Although the situation was over and the crew was safe, Lebrato's work was hardly finished. She was integral in reuniting the crew and families at Andrews Air Force Base a few miles outside Washington. Phillips would return days later.
Lebrato met with family members for dinner in Washington to help prepare them before their loved ones got off the plane, expressing gratitude for their strength and resolve during the incident, she says. The crew arrived home after midnight, but who could be too tired for an event like that.
"John made a welcome speech at Andrews. We had a glass of champagne and we quickly got all families reunited and back to the hotel," she says. "The children were so thrilled to have their fathers back home. Many happy faces, lots of hugs and long embraces."
Months later, Lebrato, Reinhart and other company leaders finally met Phillips at an industry dinner in New York. "I really thought I was out there all by myself and it's amazing how wrong I was in that regard," says Phillips.
The captain says he was grateful that the company sent representatives to his home to spend time with his wife--as well as providing him some paid time off to be with his family after the incident.
"They supported my wife and family," he says. "They had it harder than me -- I knew where I was and what I was going through and they had no idea. Sometimes, the imagination is worse than the reality."
Looking back on the incident, Reinhart says, Lebrato was so successful because of her ability to take on problems outside her normal realm.
"HR has to be able to support you quickly and effectively. ... When you go through a crisis, there are evolutions," he says.

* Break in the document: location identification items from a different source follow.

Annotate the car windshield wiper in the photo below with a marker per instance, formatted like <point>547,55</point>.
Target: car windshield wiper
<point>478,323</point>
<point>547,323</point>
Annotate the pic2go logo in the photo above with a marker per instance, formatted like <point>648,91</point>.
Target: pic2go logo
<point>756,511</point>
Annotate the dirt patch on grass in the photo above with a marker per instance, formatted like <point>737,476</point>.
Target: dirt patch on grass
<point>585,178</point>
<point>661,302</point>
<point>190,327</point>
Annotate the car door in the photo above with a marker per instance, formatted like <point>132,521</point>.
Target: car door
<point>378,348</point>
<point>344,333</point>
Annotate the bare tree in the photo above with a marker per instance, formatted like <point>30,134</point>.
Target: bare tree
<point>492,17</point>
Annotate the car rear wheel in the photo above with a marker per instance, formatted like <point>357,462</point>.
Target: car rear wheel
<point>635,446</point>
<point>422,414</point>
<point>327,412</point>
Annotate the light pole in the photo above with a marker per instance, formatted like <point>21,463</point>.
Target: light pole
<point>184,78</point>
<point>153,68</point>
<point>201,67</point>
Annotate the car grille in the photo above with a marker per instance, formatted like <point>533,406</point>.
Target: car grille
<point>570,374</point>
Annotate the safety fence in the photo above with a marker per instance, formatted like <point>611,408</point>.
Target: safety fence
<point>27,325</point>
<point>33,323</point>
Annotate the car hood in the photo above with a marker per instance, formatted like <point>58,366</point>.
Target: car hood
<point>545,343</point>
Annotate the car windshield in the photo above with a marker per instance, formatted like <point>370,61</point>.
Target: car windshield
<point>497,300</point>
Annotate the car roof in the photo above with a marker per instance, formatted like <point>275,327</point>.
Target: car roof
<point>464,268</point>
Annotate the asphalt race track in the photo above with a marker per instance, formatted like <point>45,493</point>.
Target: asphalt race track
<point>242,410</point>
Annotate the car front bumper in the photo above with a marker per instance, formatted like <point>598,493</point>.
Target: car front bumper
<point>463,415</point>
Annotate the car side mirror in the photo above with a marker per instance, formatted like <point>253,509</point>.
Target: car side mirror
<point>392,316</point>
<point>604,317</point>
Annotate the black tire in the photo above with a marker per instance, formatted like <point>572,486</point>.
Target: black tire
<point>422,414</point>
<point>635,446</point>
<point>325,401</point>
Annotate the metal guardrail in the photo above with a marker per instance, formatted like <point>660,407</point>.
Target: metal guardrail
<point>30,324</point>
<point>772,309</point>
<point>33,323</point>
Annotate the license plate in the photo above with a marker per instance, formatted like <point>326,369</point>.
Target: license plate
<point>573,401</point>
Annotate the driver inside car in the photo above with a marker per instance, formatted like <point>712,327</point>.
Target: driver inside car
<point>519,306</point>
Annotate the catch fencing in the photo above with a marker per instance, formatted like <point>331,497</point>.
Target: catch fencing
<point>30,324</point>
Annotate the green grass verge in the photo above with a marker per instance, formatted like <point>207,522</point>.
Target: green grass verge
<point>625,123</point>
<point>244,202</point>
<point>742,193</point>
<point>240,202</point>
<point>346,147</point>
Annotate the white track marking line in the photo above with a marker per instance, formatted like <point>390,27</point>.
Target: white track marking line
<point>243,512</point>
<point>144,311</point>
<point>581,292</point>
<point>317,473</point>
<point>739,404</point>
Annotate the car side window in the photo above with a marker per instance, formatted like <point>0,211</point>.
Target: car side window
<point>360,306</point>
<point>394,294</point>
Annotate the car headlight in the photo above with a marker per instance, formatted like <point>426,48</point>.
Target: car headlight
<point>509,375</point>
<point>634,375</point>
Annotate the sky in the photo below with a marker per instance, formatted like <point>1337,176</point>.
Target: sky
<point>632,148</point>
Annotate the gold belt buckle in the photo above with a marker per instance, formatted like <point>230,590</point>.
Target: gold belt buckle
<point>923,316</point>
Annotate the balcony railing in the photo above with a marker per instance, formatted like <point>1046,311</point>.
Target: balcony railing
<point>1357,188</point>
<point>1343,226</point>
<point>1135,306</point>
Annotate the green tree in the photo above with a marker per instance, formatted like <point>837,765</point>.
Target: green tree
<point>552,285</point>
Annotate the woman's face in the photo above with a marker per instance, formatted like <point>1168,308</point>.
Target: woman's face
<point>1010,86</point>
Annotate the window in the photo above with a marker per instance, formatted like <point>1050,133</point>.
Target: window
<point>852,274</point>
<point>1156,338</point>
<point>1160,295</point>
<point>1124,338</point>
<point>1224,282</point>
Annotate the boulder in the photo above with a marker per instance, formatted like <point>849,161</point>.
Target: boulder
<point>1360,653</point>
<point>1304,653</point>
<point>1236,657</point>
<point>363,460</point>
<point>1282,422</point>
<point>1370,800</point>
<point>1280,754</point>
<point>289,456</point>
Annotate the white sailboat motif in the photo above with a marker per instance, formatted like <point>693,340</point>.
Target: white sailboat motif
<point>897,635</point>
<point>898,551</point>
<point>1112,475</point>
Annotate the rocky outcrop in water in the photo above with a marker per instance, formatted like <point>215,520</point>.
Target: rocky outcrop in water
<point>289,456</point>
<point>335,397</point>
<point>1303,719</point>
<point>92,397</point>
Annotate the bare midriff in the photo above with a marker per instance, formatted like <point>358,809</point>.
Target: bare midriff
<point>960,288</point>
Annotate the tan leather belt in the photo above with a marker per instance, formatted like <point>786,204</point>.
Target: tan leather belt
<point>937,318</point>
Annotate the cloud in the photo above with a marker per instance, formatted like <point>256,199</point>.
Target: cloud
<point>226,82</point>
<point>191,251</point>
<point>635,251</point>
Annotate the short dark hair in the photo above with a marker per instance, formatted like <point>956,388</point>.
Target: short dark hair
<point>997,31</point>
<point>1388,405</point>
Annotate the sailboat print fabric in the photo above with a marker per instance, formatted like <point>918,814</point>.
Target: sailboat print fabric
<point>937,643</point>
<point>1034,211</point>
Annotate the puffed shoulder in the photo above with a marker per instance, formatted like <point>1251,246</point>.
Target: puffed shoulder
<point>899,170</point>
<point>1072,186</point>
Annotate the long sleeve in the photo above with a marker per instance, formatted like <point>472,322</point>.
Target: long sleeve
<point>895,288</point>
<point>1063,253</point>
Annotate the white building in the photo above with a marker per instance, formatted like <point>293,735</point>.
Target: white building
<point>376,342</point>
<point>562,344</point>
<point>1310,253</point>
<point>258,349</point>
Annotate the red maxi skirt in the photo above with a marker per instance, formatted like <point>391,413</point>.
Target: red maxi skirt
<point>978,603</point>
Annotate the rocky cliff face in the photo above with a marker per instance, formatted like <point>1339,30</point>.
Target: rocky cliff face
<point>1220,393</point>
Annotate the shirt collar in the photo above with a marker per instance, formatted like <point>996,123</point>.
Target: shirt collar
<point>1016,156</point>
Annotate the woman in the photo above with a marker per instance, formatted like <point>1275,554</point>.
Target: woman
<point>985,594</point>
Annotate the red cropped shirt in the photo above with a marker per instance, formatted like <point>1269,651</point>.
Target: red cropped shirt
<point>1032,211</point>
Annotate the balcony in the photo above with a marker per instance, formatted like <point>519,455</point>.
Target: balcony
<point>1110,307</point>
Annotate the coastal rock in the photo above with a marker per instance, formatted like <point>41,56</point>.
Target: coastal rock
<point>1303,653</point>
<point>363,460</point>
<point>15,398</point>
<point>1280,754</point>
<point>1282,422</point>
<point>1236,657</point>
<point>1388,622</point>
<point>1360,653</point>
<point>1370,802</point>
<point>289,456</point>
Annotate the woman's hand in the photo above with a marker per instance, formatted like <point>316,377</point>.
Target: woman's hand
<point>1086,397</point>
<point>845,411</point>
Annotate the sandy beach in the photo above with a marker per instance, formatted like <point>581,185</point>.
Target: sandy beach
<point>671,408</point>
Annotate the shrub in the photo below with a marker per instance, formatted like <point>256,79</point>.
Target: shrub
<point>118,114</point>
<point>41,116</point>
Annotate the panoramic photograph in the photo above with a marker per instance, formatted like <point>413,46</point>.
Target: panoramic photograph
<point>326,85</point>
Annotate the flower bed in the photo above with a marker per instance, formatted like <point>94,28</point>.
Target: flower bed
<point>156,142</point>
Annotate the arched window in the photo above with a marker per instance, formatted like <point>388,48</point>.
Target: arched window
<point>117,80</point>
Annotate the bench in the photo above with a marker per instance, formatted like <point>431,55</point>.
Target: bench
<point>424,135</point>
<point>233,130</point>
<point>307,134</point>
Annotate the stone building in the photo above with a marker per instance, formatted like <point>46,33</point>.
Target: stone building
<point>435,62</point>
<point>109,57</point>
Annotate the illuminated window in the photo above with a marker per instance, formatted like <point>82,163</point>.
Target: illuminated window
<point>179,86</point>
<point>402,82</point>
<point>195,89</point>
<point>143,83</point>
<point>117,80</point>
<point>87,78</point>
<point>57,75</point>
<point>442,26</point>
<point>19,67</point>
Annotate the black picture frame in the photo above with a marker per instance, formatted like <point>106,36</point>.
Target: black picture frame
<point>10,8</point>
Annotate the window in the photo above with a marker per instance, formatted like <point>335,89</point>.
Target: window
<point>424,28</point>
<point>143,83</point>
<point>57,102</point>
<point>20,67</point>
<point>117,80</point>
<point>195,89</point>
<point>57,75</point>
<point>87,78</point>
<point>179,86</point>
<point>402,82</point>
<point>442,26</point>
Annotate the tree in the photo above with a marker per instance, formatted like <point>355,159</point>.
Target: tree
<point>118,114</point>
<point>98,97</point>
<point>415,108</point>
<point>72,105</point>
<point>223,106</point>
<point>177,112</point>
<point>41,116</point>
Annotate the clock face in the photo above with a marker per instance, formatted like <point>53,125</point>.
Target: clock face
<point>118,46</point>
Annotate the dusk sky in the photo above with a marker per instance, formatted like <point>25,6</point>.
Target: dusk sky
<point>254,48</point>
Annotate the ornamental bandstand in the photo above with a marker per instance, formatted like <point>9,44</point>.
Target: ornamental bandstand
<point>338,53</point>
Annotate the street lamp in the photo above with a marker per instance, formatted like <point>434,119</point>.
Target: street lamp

"We needed people like Sue and others to help quickly address an issue and go take care of that issue while we were dealing with other parts of the operational risk, the military risk or some of the other security risks."
Michelle Lewis-Blossman, a principal with Mercer in Houston, says no matter the business and no matter the industry, a crisis of some kind will always rear its ugly head. The more human resource leaders and practitioners expect it to happen, the more prepared they will be when it does.
Before joining Mercer, Lewis-Blossman worked at another consultancy, advising a New Orleans school district after Hurricane Katrina. Even before a crisis hits, she says, HR should know its role. Is it going to be dealing with the crisis itself? Dealing with the constituencies and communications surrounding the crisis? Both?
Whatever the answer, its practitioners must focus on being open and available to employees.
"In a crisis, your employees become almost like your family," says Lewis-Blossman. "You can't not take a phone call because it's (late at night)."
When HR leaders set up communications--much like the hotlines for families set up at Maersk Line Limited--they should be focusing on gathering information, not just administering it. That way, she says, company officials can evaluate their own next steps.
Above all, she says, HR professionals must be able to adapt--fast.
While Capt. Phillips and the rest of the crew enjoy some much-needed rest and relaxation with their families, and the politicians and pundits debate anti-piracy measures such as arming crew members or fortifying the outside of ships, Sue Lebrato's work life slowly goes back to normal--after playing catch-up, of course.
She continues working on organizational development and employee relations, all with a Maersk Alabama baseball cap displayed proudly in her office--a constant reminder of the employees' lives that were saved.
"It feels quite good to not be operating at the crisis mode," she says. "The fact that the story ended the way it did was just wonderful. We couldn't have asked for a happier ending."